Rather than fight it, I decided to lean into my intention. I began repeating I am enough, I do enough, and slowly these headworms were met with a conflicting image: ME. Me walking in nature, throughout time it appeared. It was almost as if my brain was saying that time marches on despite the petty stuff you worry about. It was like I was watching two movies simultaneously, one in which a lot of my worst case scenarios played out and the other in which I persevered and kept moving forward. 
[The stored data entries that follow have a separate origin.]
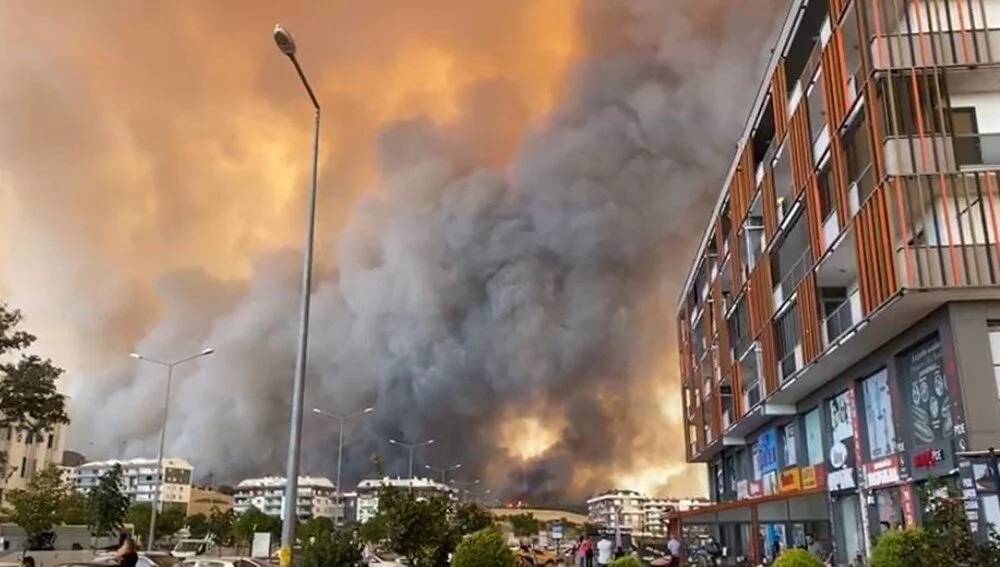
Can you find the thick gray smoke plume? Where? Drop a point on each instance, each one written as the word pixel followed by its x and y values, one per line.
pixel 466 299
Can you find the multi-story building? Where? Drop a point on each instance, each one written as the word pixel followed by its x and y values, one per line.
pixel 618 509
pixel 366 499
pixel 315 497
pixel 139 479
pixel 205 501
pixel 840 327
pixel 26 454
pixel 635 513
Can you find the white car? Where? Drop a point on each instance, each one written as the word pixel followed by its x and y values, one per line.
pixel 225 562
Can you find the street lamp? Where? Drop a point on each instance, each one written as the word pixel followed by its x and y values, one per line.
pixel 287 46
pixel 411 447
pixel 163 431
pixel 444 471
pixel 340 444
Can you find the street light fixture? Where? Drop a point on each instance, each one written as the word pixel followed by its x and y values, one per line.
pixel 163 431
pixel 444 470
pixel 411 447
pixel 287 46
pixel 340 444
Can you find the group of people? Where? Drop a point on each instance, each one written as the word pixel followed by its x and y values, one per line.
pixel 125 555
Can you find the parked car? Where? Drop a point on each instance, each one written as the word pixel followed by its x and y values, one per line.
pixel 226 562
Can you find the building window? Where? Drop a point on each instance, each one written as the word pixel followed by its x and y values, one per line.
pixel 994 327
pixel 787 335
pixel 814 437
pixel 790 434
pixel 857 146
pixel 783 183
pixel 878 415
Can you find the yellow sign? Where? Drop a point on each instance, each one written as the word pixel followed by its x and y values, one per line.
pixel 791 481
pixel 285 557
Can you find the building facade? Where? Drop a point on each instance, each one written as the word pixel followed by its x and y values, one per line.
pixel 205 501
pixel 315 498
pixel 139 479
pixel 839 330
pixel 635 513
pixel 28 454
pixel 366 495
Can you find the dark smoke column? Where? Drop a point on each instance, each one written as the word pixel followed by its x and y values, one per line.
pixel 287 46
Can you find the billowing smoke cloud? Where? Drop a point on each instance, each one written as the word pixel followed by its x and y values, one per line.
pixel 507 291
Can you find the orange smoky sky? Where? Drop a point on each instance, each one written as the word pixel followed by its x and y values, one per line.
pixel 154 160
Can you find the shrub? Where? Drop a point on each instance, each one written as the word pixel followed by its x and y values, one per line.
pixel 485 548
pixel 797 558
pixel 896 548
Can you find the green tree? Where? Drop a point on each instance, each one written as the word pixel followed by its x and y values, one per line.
pixel 315 529
pixel 797 558
pixel 484 548
pixel 38 508
pixel 335 547
pixel 107 506
pixel 74 511
pixel 198 525
pixel 253 521
pixel 220 526
pixel 417 528
pixel 171 520
pixel 29 399
pixel 900 547
pixel 524 525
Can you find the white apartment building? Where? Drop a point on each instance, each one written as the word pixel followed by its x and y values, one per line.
pixel 139 478
pixel 367 493
pixel 635 513
pixel 315 497
pixel 28 454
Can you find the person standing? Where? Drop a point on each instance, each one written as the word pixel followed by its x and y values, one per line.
pixel 604 551
pixel 674 546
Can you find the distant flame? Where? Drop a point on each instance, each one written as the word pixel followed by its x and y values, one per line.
pixel 528 438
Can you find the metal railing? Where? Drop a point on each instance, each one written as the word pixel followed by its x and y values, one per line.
pixel 977 149
pixel 795 273
pixel 839 321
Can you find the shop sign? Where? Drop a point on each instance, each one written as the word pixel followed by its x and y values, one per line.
pixel 742 490
pixel 771 483
pixel 791 481
pixel 813 477
pixel 882 472
pixel 843 453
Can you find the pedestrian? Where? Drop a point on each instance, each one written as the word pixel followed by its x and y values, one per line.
pixel 674 546
pixel 127 556
pixel 583 547
pixel 604 554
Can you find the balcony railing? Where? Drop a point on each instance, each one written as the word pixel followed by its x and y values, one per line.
pixel 977 149
pixel 838 321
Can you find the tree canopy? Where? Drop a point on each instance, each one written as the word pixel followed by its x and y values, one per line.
pixel 29 399
pixel 107 505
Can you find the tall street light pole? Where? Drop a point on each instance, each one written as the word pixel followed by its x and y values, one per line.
pixel 443 471
pixel 287 46
pixel 340 444
pixel 411 447
pixel 163 432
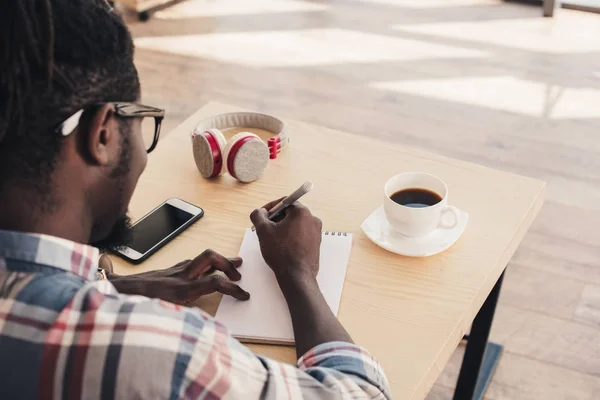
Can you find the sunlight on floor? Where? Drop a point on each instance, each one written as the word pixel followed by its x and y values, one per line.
pixel 565 34
pixel 506 93
pixel 214 8
pixel 432 3
pixel 303 47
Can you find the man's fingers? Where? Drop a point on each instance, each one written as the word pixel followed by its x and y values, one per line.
pixel 210 259
pixel 217 283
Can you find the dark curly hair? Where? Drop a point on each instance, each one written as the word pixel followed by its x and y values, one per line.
pixel 56 57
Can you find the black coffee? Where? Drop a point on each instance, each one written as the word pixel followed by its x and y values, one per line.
pixel 416 197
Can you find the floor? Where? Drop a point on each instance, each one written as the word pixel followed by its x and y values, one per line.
pixel 480 80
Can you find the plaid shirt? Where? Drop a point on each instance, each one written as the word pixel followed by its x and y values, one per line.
pixel 64 334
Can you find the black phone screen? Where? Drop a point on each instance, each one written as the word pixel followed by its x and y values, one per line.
pixel 157 226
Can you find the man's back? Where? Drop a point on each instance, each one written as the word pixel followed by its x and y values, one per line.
pixel 64 334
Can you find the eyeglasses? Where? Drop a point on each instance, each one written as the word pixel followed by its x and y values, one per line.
pixel 151 122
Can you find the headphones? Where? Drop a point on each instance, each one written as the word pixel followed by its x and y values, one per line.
pixel 245 155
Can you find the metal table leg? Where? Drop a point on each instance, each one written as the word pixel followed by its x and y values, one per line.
pixel 481 358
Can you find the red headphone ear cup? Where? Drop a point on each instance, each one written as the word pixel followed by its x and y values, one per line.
pixel 246 157
pixel 208 151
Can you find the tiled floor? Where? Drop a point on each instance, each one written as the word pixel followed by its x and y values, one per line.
pixel 481 80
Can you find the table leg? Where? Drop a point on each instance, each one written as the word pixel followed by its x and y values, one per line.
pixel 481 357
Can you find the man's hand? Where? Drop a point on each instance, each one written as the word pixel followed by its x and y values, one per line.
pixel 290 246
pixel 186 281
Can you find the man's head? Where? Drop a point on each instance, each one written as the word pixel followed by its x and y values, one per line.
pixel 58 57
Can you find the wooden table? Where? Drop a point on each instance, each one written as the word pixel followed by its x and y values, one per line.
pixel 411 313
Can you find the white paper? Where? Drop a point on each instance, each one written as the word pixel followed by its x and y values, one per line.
pixel 265 317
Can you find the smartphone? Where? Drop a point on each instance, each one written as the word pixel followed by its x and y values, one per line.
pixel 158 227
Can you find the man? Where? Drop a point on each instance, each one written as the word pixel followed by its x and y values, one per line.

I took away two big things from this experience. One was that I needed to stop letting headworms take up space in my brain. Allowing myself to worry about things that I can’t control and might not even be true, does not change the fact that time continues to march on and I’ll be ok regardless of the outcome. The second was how much what we consume is stored in our brain. The things we see, hear, watch, tell ourselves are all stored up there regardless of if we are recognizing it. It is insane to me how many images of things I “consume” via social media, on TV, or of things friends or loved ones do or say comes out during a session. It is definitely something I am aiming to be more aware of and intentional about in the future. 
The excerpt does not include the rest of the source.